Break it up, you two!: The zero width non-joiner


Keytips are those little pop-up keyboard accelerator thingies that appear on the Ribbon when you tap the Alt key:

A tester discovered that when a test tried to read the accessibility name for a Ribbon keytip, "an extra character appears after every keytip character." In the above example, the keytip for "Tab 1" was being read back as

46 00 0C 20 46 00 0C 20
----- ----- ----- -----
  F   ?????   F   ?????

The question marks are U+200C, formally known as ZERO WIDTH NON-JOINER. Michael Kaplan discussed the character (and its evil twin the ZERO WIDTH JOINER) some time ago.

The ZERO WIDTH NON-JOINER (or ZWNJ to his friends) is a hint to the font engine that the characters on opposite sides of the ZWNJ should not be combined into a ligature. In English, the ZWNJ would prevent two consecutive lowercase "f"s from being converted into a "ff" ligature. Ligatures are fading from use in contemporary printing, probably due to the rise of computers. Back in the old days, you saw all sorts of neat ligatures, like "st".

Breaking up the ligature is important when presenting keyboard accelerators. Imagine if the keyboard accelerator for a key sequence was "A" followed by "E". If this were displayed as "Æ", users would waste their time looking for an "Æ" key on their keyboard.
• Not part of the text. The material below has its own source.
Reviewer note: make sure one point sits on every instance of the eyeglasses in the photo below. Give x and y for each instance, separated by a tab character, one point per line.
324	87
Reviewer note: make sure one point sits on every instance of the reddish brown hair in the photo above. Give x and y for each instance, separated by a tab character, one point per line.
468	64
Although English doesn't have many ligatures any more, many other languages still employ them heavily. (You may have noticed that the keytip was a bit overzealous with the ZWNJ, putting one at the end of the string even though there was nothing for the second F to be unjoined from!)

So if you encounter one of these ZWNJ characters, don't be afraid. He's just there to break things up. And as Michael notes, ZWNJ and ZWJ "are supposed to be ignored in things like the Unicode Collation Algortihm."

Comments (14)
  1. Anonymous says:

    If anyone sees a square with 'FB06' in it, it's this character: http://www.fileformat.info/…/index.htm.

  2. Anonymous says:

    That's just another case of people not realizing Unicode's neatness.

  3. Anonymous says:

    Don't worry, ligatures are back in Word 2013.  Try typing the word "bloodletting."
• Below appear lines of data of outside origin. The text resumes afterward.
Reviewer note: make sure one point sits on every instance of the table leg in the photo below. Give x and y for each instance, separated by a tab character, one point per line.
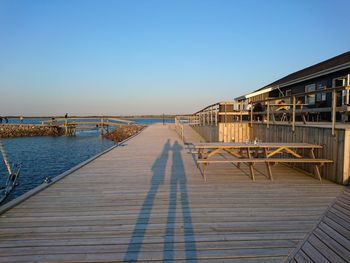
316	166
268	167
251	168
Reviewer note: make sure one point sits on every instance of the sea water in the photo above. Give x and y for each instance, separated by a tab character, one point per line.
47	156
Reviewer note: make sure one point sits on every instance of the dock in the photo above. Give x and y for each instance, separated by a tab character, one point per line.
146	200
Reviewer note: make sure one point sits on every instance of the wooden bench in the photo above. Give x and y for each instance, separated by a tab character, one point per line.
268	161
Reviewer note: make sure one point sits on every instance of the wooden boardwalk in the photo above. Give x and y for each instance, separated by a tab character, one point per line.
330	239
146	201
    In fact, ligatures are applied regardless of font size — which makes for some really awkward-looking text at large point sizes.  I always thought that ligatures are only supposed to be used at typical reading sizes — nothing larger than, say, 14-point.

  4. Ligatures are fading from use in contemporary printing, probably due to the rise of computers.

    If somebody doesn’t use the fi ligature when using Serif fonts, he is an idiot, because of the crappy dot clash.  Copy “fi fi” to your favorite WYSIWYG text editor program (Word{,Pad}/{Libre,Open}Office) with Times New Roman at a small size.  (too big fonts/zoom may break this, and don’t forget that you can zoom paper in much better than an LCD display).  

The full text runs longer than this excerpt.